Run inductor micro benchmark on x86 metal runner #135042

huydhn · 2024-09-03T18:54:21Z

This enables inductor micro benchmark on CPU (x86):

Running on AWS metal runner for more accurate benchmark
I add a new arch column, which will be either x86_64 or arm64 for CPU or GPU name for GPU. We can use this later to differentiate between different setup, i.e. cuda (a100) vs cuda (a10g) or cpu (x86_64) vs cpu (arm64)
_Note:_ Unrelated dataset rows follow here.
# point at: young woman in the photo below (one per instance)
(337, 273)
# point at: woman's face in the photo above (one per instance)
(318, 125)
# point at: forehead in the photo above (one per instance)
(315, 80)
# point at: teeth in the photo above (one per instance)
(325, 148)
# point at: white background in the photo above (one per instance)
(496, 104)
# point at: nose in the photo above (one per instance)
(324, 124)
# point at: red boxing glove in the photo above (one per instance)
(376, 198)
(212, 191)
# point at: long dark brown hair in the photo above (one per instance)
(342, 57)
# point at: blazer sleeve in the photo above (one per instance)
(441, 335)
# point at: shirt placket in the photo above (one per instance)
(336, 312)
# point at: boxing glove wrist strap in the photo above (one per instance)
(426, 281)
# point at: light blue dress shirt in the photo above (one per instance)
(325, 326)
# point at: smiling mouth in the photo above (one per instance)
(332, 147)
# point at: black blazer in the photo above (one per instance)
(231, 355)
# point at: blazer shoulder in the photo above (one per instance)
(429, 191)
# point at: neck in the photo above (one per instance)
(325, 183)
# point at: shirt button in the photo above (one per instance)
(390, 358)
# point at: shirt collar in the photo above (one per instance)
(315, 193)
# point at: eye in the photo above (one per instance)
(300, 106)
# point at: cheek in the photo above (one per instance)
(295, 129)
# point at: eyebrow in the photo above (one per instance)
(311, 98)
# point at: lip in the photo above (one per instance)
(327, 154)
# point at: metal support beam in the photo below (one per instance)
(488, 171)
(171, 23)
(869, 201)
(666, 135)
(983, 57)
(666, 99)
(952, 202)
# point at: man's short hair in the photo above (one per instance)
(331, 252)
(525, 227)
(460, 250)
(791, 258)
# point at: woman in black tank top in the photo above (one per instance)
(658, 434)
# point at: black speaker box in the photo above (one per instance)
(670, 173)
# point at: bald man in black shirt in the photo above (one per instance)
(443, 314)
The next step would be to run this one cpu arm64, and cuda (a10g).

Testing

Here is the CSV results from my test run https://github.com/pytorch/pytorch/actions/runs/10709344180

name,metric,target,actual,dtype,device,arch,is_model
mlp_layer_norm_gelu,flops_utilization,0.8,17.36,bfloat16,cpu,x86_64,False
gather_gemv,memory_bandwidth(GB/s),990,170.80,int8,cpu,x86_64,False
gather_gemv,memory_bandwidth(GB/s),1060,204.78,bfloat16,cpu,x86_64,False
Mixtral-8x7B-v0.1,token_per_sec,175,26.68,int8,cpu,x86_64,True
Mixtral-8x7B-v0.1,memory_bandwidth(GB/s),1130,171.91,int8,cpu,x86_64,True
Mixtral-8x7B-v0.1,compilation_time(s),162,47.36,int8,cpu,x86_64,True
gemv,memory_bandwidth(GB/s),870,236.36,int8,cpu,x86_64,False
gemv,memory_bandwidth(GB/s),990,305.71,bfloat16,cpu,x86_64,False
Llama-2-7b-chat-hf,token_per_sec,94,14.01,bfloat16,cpu,x86_64,True
Llama-2-7b-chat-hf,memory_bandwidth(GB/s),1253,185.18,bfloat16,cpu,x86_64,True
Llama-2-7b-chat-hf,compilation_time(s),162,74.99,bfloat16,cpu,x86_64,True
Llama-2-7b-chat-hf,token_per_sec,144,25.09,int8,cpu,x86_64,True
Llama-2-7b-chat-hf,memory_bandwidth(GB/s),957,165.83,int8,cpu,x86_64,True
Llama-2-7b-chat-hf,compilation_time(s),172,70.69,int8,cpu,x86_64,True
layer_norm,memory_bandwidth(GB/s),950,172.03,bfloat16,cpu,x86_64,False

pytorch-bot · 2024-09-03T18:54:24Z

🔗 Helpful Links

🧪 See artifacts and rendered test results at hud.pytorch.org/pr/135042

📄 Preview Python docs built from this PR
📄 Preview C++ docs built from this PR
❓ Need help or want to give feedback on the CI? Visit the bot commands wiki or our office hours

Note: Links to docs will display an error until the docs builds have been completed.

✅ No Failures

As of commit b531007 with merge base 6c37674 ():
💚 Looks good so far! There are no failures yet. 💚

This comment was automatically generated by Dr. CI and updates every 15 minutes.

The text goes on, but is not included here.